Hati saya semakin tidak tenang karena sampai pukul 14:30 pembicara sesi I belum juga muncul. Rasanya sia-sia saya menyempatkan waktu untuk sekadar duduk di sana tanpa membawa apapun ke rumah. Setelah menunggu, seseorang bernama Philip Putra Perdana berjalan ke depan untuk membawakan sesi I. Akhirnya. Orang basio yang di depan membawakan satu sesi dengan tema Gambar Diri. Apa? Pikirku, untuk menghadapi UN yang akan dibahas adalah seputar perjuangan hidup dan soal visi ke depannya. Gambar diri? Ayolah, kami sudah 18 tahun ada di dunia ini dan kami sudah melewati berbagai sesi Gambar Diri sebelumnya. Namun apa yang saya dapat ternyata jauh dari ekspektasi saya. “Di sini bukan tempat bagi dirimu untuk paham dan mengerti. Aku ulangi, di sini bukan tempat bagi dirimu untuk paham dan mengerti,” kata Philip. “Di sini adalah tempat bagimu untuk berubah.

Philip mengajak saya untuk membuka Alkitab dan membaca perikop mengenai kedua belas pengintai Kanaan. Di sana tertulis:

Kami sudah ke negeri yang kau suruh, dan memang negeri itu berlimpah-limpah susu dan madunya. Hanya saja bangsa yang diam di negeri itu kuat-kuat, keturunan Enak telah kami lihat di sana. (Bil 13:27-28, terjemahan bebas)

Sepuluh dari dua belas pengintai menjelaskan ancaman yang akan mereka hadapi. Mereka seakan-akan hendak berpesan “Woi, di depan sana kita akan mati. Lebih baik kita lari!” Bukankah ini yang sering kali kita lakukan? Cenderung melihat dengan sudut pandang negatif dan kemungkinan-kemungkinan terburuk tanpa menyertakan Tuhan? Philip kemudian menjelaskan lebih dalam:
“Ada perbedaan di antara fakta dan kebenaran. SMANSSA memiliki AC di aula adalah sebuah fakta. Tetapi apakah AC tersebut dapat berfungsi semua? Belum tentu, karena saat itu yang menyala hanya satu dari delapan AC yang ada.”

Kemudian ia menambah hal lain lagi dengan lebih jelas:
“Faktanya adalah nilai UN ekonomiku 5.25. Ketika kutengok raporku, faktanya nilai ekonomiku jauh di bawah sosio, geo, dan sejarahku. Ada tritunggal nilai ekonomiku: 77, 78, dan 79. Tidak pernah lebih. Padahal batas tuntas saat itu adalah 76. Betapa buruknya diriku dengan ekonomi.

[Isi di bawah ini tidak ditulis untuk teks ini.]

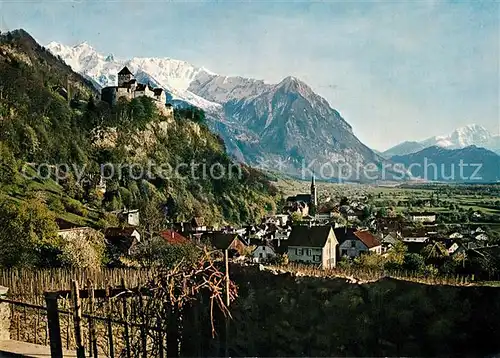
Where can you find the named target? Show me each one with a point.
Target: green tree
(296, 217)
(24, 231)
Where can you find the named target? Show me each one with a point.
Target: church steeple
(314, 197)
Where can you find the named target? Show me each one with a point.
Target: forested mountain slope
(49, 114)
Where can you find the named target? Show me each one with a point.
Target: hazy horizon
(396, 72)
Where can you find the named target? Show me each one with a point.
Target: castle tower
(314, 196)
(124, 76)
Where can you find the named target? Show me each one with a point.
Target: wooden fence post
(77, 319)
(109, 324)
(228, 301)
(53, 324)
(125, 319)
(92, 331)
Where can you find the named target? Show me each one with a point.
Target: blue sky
(395, 70)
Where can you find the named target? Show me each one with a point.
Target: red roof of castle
(367, 238)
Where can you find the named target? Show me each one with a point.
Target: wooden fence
(114, 322)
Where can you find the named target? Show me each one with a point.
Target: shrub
(84, 249)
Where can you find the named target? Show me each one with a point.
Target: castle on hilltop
(129, 88)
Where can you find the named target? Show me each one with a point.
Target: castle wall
(124, 92)
(109, 94)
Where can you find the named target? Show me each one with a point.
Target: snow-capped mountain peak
(173, 75)
(472, 134)
(469, 135)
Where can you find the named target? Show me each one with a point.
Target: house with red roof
(353, 242)
(174, 238)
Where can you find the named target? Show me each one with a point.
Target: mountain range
(470, 164)
(285, 126)
(463, 137)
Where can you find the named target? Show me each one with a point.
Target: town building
(129, 88)
(302, 202)
(121, 241)
(422, 217)
(353, 242)
(314, 245)
(129, 217)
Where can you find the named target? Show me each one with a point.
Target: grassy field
(50, 191)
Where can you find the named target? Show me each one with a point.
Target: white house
(456, 235)
(263, 251)
(422, 217)
(278, 219)
(131, 217)
(353, 243)
(313, 244)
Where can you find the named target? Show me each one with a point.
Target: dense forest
(283, 316)
(56, 137)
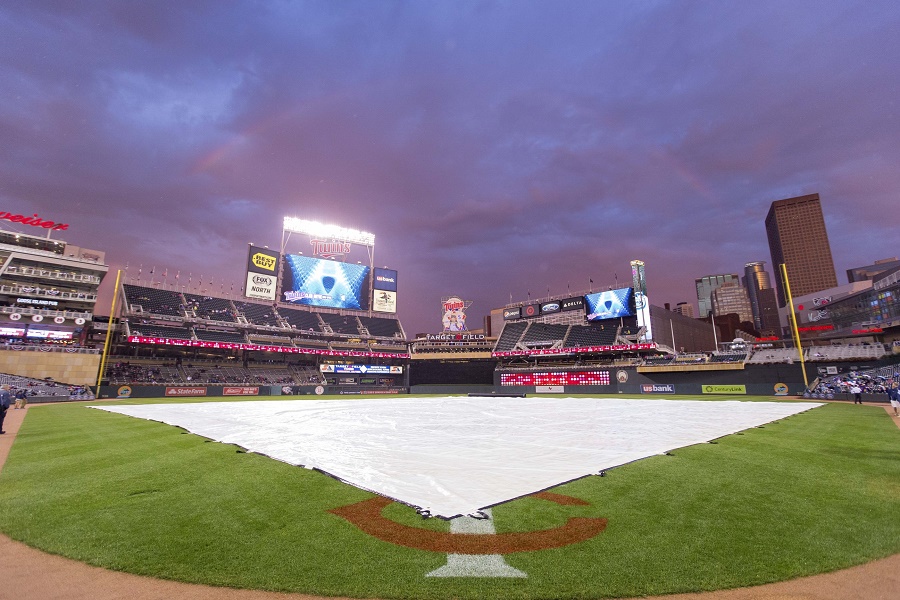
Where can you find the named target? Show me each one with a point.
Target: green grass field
(815, 492)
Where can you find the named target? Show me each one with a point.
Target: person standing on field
(5, 400)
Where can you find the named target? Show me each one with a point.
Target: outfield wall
(73, 368)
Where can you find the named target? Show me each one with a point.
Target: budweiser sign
(34, 221)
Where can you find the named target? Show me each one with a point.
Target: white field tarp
(453, 456)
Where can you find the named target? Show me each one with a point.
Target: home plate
(454, 456)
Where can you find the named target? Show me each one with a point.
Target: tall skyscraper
(731, 298)
(705, 287)
(756, 278)
(685, 308)
(797, 238)
(642, 302)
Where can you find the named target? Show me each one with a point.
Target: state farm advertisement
(240, 391)
(185, 391)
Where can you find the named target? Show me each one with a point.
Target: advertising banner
(262, 287)
(320, 282)
(724, 389)
(384, 301)
(240, 391)
(262, 273)
(185, 391)
(512, 313)
(385, 279)
(550, 307)
(657, 388)
(611, 304)
(366, 369)
(532, 310)
(576, 303)
(454, 313)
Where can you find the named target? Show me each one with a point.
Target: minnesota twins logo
(366, 515)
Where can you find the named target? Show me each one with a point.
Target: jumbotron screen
(611, 304)
(319, 282)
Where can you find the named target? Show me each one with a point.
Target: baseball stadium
(290, 439)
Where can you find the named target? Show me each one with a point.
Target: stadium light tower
(329, 241)
(337, 233)
(641, 301)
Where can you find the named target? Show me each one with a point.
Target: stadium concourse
(168, 342)
(34, 575)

Aku pun membayangkan, satu semester di FEB UKSW akan sangat menyengsarakan. Man, hari-hariku akan diisi dengan ekonomi yang aku tidak begitu kuasai. Tetapi, kebenarannya adalah aku anak manajemen. TETAPI, KEBENARANNYA AKU ADALAH ANAK MANAJEMEN.”

I know who I am, so I know what I do.

Saya tengok kembali diri saya sejauh ini, ternyata pengalaman saya banyak sekali. Tulisan saya di blog ini sudah 121 kiriman. Saya kenal Yesus sejak tiga tahun yang lalu. Saya melayani Tuhan sejak kecil di gereja. Tetapi bukan itu yang dibutuhkan. Pertanyaannya adalah siapa saya, bukan apa yang (sudah) kau lakukan. Pagi ini Tuhan menyadarkan saya. Jati diri saya bukanlah orang keren yang flawless, bersih bening tanpa noda. Lewat seorang tokoh yang luar biasa, Tuhan mengingatkan siapa saya sebenarnya.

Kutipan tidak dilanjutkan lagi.